Written by Ray Gary | July 21

If there’s one hurdle the majority of nonprofit organizations (NPOs) continue to struggle with, it’s the persistent absence of a comprehensive fundraising strategy. The default approach to fundraising for NPOs has remained focused on how everyone else does it. And there’s the problem. Because nearly everyone else is using the same limited set of tools.

Complicating the picture, donor acquisition, conversion, and retention rates are at all-time lows. Recruiting and retaining talented staff members, building an effective board of directors, and investing in the right technology tools put nonprofits under more pressure than ever.

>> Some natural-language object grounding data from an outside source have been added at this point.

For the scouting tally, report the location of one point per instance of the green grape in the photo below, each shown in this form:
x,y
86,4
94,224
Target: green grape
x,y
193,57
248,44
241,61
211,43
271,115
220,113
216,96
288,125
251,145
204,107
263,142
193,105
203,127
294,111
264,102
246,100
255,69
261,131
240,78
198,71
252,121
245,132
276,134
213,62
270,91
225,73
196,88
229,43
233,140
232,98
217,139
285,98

But by not employing a strategic fundraising playbook, nonprofits are leaving an estimated $36 billion in potential donations untapped. It’s no surprise to see this confirmed in the 2021 Nonprofit Leadership Impact Study, released by the nonprofit management and strategy firm NonProfitPRO. The report says NPOs aren’t putting sufficient effort into developing strategic plans. Unchanged from last year, 55% of nonprofits fail to outline in-depth strategic plans for fundraising initiatives at the start of each fiscal year.

Nonprofits need to see giving from the donor’s perspective. For-profit businesses excel at this, leveraging data-driven insights to create an authentic “brand experience” that rewards loyalty and leads to retained relationships. Today’s nonprofits have an opportunity to put the same playbook approach to work for themselves, to create an overall donor experience, fostering a new level of sustainable, recurring giving.

It’s All in the Planning

It’s impossible to establish trust with today’s consumers without a consistent brand presence, across all channels, all touchpoints, and communications. This goes for nonprofits as well, but it’s not how most nonprofits approach their mission. Asking for donations once a year with emails or phone calls, without leveraging the crucial insights available with a data-driven, personalized approach, only perpetuates the status quo.

The single, most important factor is the absence of smart, effective fundraising “plays.” When drawn from a larger strategic plan, fundraising plays go to the heart of creating a rich, consistently relevant donor relationship.

Use Fundraising Plays to Build a Donor Experience

At the heart of a strategic fundraising plan is the “donor experience.” The fact is, today’s donor wants to connect to, and be part of, a consistent experience across all points of giving. They want to feel connected to the causes they support, see the impact they’re having, and they want the process to be intuitive and easy. The numbers speak for themselves: from a long-term perspective, a 10% improvement in donor retention translates into a 200% leap in donor lifetime value.

Marketing Plays in Action: Uber Eats

We don’t have to look far to see successful examples that are grounded in a strategic marketing plan of some kind. The first thing you notice about these plays is a disciplined focus on the customer and the customer experience.

Case in point: Uber Eats, the food-delivery branch of Uber. Having established a clear picture of its value proposition and its position in the food market, Uber Eats deploys a level of personalization that, over time, fuels customer loyalty and drives recurring business.

Everything about Uber Eats is aimed at constant learning. Learning things like how frequently a particular customer tends to place an order, what time of day or night, how much they typically spend, among other insights. In so doing, Uber Eats has rapidly evolved from a transactional experience to creating relationships.

Uber Eats is committed to learning not how a customer fits into its marketing plan, but how Uber Eats can fit into that customer’s plans. They know better data leads to better food and service, which means better business.

As you might expect, Uber Eats’ marketing strategy is focused purely on customer data. Its data-driven focus places the burger before the restaurant. Combing through its customer's data, looking at past order history to find common trends in buying behavior, it then applies that knowledge to all its interactions with that customer. This ensures that the same customer will be more inclined to act on messages from Uber Eats because it’s the right message arriving at the right time.

For NPOs, creating a sustainable giving loop starts with establishing a strategic approach as the basis for an effective fundraising playbook. The success of for-profits in doing this well and consistently can be a source of inspiration for NPOs in today’s world.